Et elle a pris un abonnement avec Paris. En effet, outre les Jeux olympiques, elle a également été retenue pour les Jeux paralympiques. Pour lesquels elle avait aussi postulé : «Je serai aussi marqueur. Je ne savais pas si je serais retenue pour l’un ou l’autre. Lors de l’entretien, j’avais bien sûr expliqué que je préférais aller sur les JO. Mais que si jamais ils avaient du mal à trouver du monde pour le volley assis, je pouvais me rendre disponible. J’ai été retenue pour faire les deux.
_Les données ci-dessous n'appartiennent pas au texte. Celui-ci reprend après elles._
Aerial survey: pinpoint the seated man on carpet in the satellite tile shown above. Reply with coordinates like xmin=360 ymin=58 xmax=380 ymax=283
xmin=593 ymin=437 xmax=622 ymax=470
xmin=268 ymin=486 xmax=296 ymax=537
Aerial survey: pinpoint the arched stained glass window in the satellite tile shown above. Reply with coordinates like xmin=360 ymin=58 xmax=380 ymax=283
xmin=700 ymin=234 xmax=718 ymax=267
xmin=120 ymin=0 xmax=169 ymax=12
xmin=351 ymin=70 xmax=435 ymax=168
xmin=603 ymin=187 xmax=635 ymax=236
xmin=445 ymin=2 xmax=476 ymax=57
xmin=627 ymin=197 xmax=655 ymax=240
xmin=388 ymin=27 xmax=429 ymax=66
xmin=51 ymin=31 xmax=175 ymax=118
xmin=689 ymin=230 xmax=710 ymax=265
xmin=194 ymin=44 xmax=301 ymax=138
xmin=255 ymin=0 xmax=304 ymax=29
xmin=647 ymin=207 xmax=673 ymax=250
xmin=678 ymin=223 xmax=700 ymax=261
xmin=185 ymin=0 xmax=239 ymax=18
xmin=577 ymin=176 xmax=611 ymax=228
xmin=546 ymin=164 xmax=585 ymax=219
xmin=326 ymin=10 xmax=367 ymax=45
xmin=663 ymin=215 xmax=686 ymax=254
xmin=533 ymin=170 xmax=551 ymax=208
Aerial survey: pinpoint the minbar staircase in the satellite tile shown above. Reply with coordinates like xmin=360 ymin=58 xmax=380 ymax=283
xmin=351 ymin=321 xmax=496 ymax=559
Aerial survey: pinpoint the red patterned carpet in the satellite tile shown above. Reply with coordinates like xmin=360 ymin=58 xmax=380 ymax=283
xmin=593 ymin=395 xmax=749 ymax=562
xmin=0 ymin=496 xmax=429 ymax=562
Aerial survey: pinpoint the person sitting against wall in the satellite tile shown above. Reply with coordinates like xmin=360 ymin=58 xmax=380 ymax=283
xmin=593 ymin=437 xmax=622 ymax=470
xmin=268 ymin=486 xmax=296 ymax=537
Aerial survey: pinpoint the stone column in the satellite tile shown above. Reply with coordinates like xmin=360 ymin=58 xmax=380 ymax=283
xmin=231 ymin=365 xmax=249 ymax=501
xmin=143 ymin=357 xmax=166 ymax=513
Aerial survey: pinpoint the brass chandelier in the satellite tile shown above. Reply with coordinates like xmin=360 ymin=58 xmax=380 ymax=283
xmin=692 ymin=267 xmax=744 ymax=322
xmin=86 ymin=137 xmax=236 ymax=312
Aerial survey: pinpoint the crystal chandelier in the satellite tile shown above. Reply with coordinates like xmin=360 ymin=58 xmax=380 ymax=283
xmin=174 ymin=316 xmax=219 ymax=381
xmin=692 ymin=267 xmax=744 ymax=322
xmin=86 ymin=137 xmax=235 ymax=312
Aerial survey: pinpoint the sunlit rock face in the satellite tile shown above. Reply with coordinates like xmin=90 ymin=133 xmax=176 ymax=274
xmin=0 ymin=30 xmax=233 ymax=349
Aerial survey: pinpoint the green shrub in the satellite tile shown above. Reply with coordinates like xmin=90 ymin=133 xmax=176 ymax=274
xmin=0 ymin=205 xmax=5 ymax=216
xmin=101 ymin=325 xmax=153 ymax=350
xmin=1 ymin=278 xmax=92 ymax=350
On est quelques-uns dans ce cas-là.» Pour être prête, elle a suivi une formation spécifique : «On a suivi une formation en ligne où on nous a expliqué les différences de règles. On nous a également avertis sur le fait de ne pas être trop choqués quand les joueurs enlevaient leurs prothèses. Et puis la fédé voulait que tout le monde puisse participer une fois à une compétition de volley assis. Avec, justement, le fameux logiciel polonais pour pouvoir aussi le tester. Donc j’étais au Super Six, à Nancy.»

Une promo grâce aux JO

Visiblement, Carole Hepp a tapé dans l’œil des superviseurs : «Lors du match France – Slovénie, il y avait plein de trucs à faire. Un responsable du logiciel à côté de moi me demande si j’avais une adresse mail. Je lui donne. Et un autre de la fédé internationale me demande si j’ai un compte e-learning. Il m’explique qu’il fallait que je regarde une vidéo, que je réponde à un questionnaire et après je passerai marqueur FIVB.» En clair, elle ferait partie d’un pool de marqueurs, appelés à participer aux plus grandes compétitions internationales. Et d’ici là, on attend de savoir si Carole Hepp officiera lors de la finale France – Pologne, demain. A priori, ses chances sont grandes!